A Focus on Secret Kinds of Spaces for Children

Do forts and cubbies have a role in children’s learning and childhood?

Education writer David Sobel (1993) has helped in developing the philosophy of place based education. His work emphasises the importance of children having opportunities to discover or to create their own specials spaces to children’s overall development, learning and emotional wellbeing. He advocates that children need spaces that are “secret” to them or that allow them to host their own secrets.

You might like to read more about David Sobel’s work at the Children and Nature Network:

Place based education is finding its way into schools and communities.

Have a look at the ECO CUBBY Project in Victoria (2009-2013) which had lasting outcomes for children, schools and communities.

Architects, children and their teachers and families came together to design, plan, and think and to create ECO CUBBIES in homes, schools and in their communities. The idea behind this project was to promote sustainable design thinking with children, where adults created contexts for learning from their deep listening of children as they explored place and space.
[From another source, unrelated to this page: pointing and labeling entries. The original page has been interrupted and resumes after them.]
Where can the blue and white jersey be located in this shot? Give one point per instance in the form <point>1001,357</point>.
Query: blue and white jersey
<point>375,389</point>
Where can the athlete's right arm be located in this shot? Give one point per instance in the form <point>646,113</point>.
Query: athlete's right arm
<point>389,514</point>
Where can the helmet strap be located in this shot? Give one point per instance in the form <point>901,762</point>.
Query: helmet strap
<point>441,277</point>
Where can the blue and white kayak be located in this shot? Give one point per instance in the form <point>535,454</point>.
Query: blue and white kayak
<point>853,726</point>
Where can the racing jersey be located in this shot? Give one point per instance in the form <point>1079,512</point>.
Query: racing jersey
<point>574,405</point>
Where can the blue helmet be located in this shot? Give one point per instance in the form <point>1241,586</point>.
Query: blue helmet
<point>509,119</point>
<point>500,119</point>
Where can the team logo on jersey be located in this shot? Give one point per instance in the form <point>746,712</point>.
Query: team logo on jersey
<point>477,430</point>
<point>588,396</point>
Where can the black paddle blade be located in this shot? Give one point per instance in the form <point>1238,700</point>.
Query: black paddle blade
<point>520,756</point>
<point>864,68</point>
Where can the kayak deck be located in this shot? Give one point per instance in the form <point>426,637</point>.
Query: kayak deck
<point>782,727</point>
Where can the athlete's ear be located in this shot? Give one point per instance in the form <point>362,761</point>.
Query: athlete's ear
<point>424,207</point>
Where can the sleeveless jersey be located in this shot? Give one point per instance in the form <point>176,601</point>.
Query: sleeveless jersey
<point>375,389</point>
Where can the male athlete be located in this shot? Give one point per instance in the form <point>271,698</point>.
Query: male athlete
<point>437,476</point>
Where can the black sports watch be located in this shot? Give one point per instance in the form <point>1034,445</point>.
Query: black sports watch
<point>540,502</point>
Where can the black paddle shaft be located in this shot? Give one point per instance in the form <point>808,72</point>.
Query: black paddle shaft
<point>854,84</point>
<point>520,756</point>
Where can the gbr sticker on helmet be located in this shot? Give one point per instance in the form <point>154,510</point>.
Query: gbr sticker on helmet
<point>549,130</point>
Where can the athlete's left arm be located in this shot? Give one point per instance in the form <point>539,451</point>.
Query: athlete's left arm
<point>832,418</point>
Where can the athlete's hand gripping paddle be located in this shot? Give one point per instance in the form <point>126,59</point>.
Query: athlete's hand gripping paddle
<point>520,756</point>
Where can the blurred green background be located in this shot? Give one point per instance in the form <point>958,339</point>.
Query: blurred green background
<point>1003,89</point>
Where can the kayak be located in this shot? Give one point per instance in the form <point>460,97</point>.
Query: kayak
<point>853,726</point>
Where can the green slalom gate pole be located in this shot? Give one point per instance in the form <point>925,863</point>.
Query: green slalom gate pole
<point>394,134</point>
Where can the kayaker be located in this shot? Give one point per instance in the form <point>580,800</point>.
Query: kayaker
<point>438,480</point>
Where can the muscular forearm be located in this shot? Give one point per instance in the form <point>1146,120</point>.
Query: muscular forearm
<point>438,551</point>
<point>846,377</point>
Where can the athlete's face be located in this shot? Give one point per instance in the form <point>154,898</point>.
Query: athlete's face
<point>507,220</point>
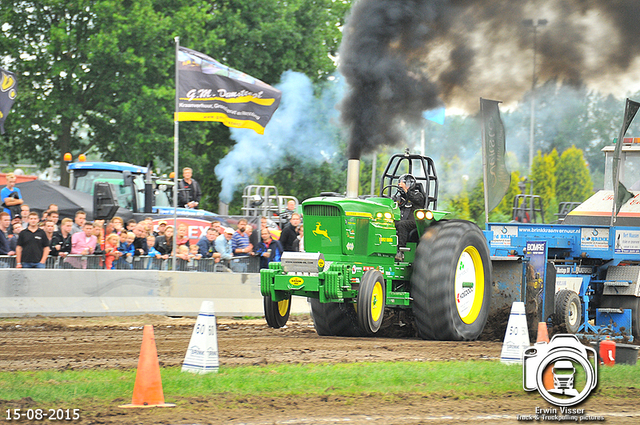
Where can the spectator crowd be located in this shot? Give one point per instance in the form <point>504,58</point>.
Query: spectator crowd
<point>33,239</point>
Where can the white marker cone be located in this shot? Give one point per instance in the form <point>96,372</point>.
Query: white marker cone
<point>516,338</point>
<point>202,354</point>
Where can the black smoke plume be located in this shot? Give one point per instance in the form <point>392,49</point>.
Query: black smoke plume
<point>401,57</point>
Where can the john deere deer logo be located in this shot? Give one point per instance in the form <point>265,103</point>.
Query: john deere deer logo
<point>321,232</point>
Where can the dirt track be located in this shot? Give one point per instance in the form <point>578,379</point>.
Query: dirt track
<point>73,343</point>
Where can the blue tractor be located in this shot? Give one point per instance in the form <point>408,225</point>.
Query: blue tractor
<point>582,275</point>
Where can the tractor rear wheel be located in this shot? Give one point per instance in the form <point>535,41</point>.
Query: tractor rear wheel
<point>334,319</point>
<point>567,311</point>
<point>276,312</point>
<point>625,302</point>
<point>371,300</point>
<point>451,282</point>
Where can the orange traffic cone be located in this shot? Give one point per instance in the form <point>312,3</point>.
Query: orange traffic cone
<point>543,334</point>
<point>147,391</point>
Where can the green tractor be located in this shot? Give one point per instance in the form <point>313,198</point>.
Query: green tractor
<point>350,275</point>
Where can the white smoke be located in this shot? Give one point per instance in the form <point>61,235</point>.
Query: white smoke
<point>305,125</point>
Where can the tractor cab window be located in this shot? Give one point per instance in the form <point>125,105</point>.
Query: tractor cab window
<point>629,169</point>
<point>419,166</point>
<point>84,181</point>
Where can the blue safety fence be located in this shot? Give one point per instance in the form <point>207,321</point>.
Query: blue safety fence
<point>247,264</point>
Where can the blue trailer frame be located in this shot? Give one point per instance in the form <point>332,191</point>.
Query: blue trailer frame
<point>580,255</point>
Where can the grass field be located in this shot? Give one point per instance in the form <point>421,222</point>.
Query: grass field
<point>462,379</point>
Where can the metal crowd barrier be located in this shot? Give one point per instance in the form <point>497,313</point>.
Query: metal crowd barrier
<point>235,265</point>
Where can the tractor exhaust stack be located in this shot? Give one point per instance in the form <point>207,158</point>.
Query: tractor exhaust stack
<point>353,177</point>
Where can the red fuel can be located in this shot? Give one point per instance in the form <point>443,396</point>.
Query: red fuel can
<point>608,352</point>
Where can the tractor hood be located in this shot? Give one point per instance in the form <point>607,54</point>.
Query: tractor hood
<point>596,211</point>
You might enjoy the resources and tools this project has to offer:

What do you think happens for children’s learning and development when they build cubbies, forts or create a secret space?

Jason Tyndall from Nature Play South Australia shared his observations of a cubby making day with children and their families in July 2015:

As it started to take shape I could see the numerous and immeasurable benefits the day would bring. I saw teamwork, with larger sticks needing several people to transport them; problem solving, such as how to get a rope over a high branch to make a swing; sharing, as materials were scarce at times; adventure, as children explored new areas; mentoring, as parents taught their children new skills such as tying knots; creativity, as children were given the license to build a cubby in any way they wanted to; pride and ownership, as children built something to call their own; language development, as stories and dialogue were attached to the cubbies; and finally, the most powerful element of all, the feeling of community, not only amongst participants but also with the natural world around them.


So what do you think?

In the Australian context of increased need for STEM education and graduates with expertise, passion and skills in the STEM areas – do you think children discovering or creating their own special spaces such as forts and cubbies has a role in children’s learning and childhood?

The Mitchell Institute Report Quality Education for All states that an education system oriented towards the future requires creative, entrepreneurial, resilient and capable learners. (April 2016 p.2)  In the global context where there is a shared emphasises towards increasing innovation and creativity – do experiences like fort and cubby making which involve all the senses, body and mind together,  have a role?

Professor Carla Rinaldi argues that school is both a place of transmission and the creation of culture and values. “It is a place that recognises children as citizens. It is a place of possibilities, where knowledge and identity are co-constructed and learning processes are investigated always in relationship with others – “Rinaldi, C, In dialogue with Reggio Emilia: Listening, researching and learning. U.K., Routledge: Psychology Press. P12.

How might place based learning enhance children as citizens and co –constructors of culture and values?